Masking for better discovery: Weakly supervised complementary body regions mining for person re-identification

https://doi.org/10.1016/j.eswa.2022.116636Get rights and content

Highlights

  • Weakly supervised data augmentation based network for fine-grained person re-identification.

  • Modeling the spatial relationship of a fine-grained region for person re-identification.

  • Discovering more complementary feature representation in a weakly supervised fashion.

Abstract

Person re-identification still facing several challenges related to many factors such as complex poses, occlusion, misalignment and bad detection. Recent works in the literature focus on extracting local information from the human body but most of them rely on full supervision during training.

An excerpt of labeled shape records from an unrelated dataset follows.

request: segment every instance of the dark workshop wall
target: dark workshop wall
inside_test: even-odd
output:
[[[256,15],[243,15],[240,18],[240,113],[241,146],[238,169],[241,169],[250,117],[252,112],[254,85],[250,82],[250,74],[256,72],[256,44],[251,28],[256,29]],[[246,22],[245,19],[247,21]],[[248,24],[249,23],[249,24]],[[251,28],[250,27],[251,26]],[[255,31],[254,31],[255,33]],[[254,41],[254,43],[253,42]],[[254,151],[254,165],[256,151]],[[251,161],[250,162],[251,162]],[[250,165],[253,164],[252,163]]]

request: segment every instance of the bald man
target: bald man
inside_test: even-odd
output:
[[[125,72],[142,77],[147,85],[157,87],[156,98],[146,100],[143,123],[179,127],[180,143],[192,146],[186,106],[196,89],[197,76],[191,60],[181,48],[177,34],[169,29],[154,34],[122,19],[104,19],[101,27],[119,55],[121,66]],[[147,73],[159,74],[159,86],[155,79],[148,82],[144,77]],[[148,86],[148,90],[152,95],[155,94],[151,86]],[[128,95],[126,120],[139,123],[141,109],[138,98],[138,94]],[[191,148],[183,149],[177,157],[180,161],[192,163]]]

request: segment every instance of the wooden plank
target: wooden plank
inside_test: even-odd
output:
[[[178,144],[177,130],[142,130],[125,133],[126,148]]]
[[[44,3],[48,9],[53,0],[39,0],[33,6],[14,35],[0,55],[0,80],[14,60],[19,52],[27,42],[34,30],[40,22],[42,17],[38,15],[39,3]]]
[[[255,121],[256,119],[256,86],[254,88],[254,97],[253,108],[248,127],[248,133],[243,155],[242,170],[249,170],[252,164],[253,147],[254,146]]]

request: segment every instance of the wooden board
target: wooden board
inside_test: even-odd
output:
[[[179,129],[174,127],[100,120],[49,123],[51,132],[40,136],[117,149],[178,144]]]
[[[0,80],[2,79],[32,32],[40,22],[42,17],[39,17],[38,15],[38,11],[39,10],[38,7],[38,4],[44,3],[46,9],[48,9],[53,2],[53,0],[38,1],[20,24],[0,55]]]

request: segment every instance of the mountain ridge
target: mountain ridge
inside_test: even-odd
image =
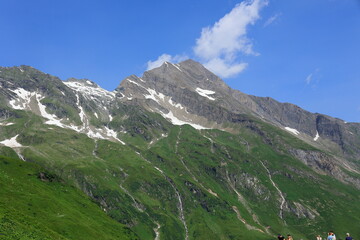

We propose in this paper a new end-to-end trainable neural network, named Attention Dropping Network (ADN), for diverse rich visual cues discovery without extra human semantic parsing. ADN aims to find fine-grained local information to address the shared person re-identification challenges. Concretely, our network consists of two branches. The Attention Global Branch learns pixel-level local regions based on a fine-grained attention mechanism while the Feature Dropping Branch learns additional missed features in a weakly supervised manner. The fine-grained attention mechanism allows our model to be robust to complex pose variations and to avoid the redundant backgrounds. Extensive experiments over three benchmark datasets (Market-1501, DukeMTMC-reID, and CUHK03) demonstrate the effectiveness and robustness of the proposed network in handling the problems of complex poses, misalignment and occlusions.

Introduction

Person re-identification (Re-ID) aims to find specific pedestrian through non-overlapping surveillance cameras deployed at different locations (Gong et al., 2014). It has a very important application in the field of video surveillance (Bialkowski et al., 2012). Nonetheless, person Re-ID still facing many challenges to accurately differentiate specific targets from different surveillance scenarios. The pedestrian images often have background clutter problems (Ghorbel et al., 2019, Tian et al., 2018), illumination variation (Huang et al., 2019), strong occlusion (Huang et al., 2018) and unconstrained pose (Cho & Yoon, 2016). All these problems can affect the performance of person Re-ID. In fact, images that belong to the same person usually come under significantly different viewpoints and poses which make the intra-class variances high (Wang et al., 2015). In addition, images that belong to different classes can be very similar apart from some minor differences making the inter-class variances very low. The main challenge of each person Re-ID system is then to build a rich and suitable feature representation to be robust to all problems cited above and to overcome the inter-class confusion and the intra-class variation. Apart from the difficulties of extracting features, the small sample size in some person Re-ID databases can be an obstacle to learn a good model of each identity’s intra-class variability (Gong et al., 2014).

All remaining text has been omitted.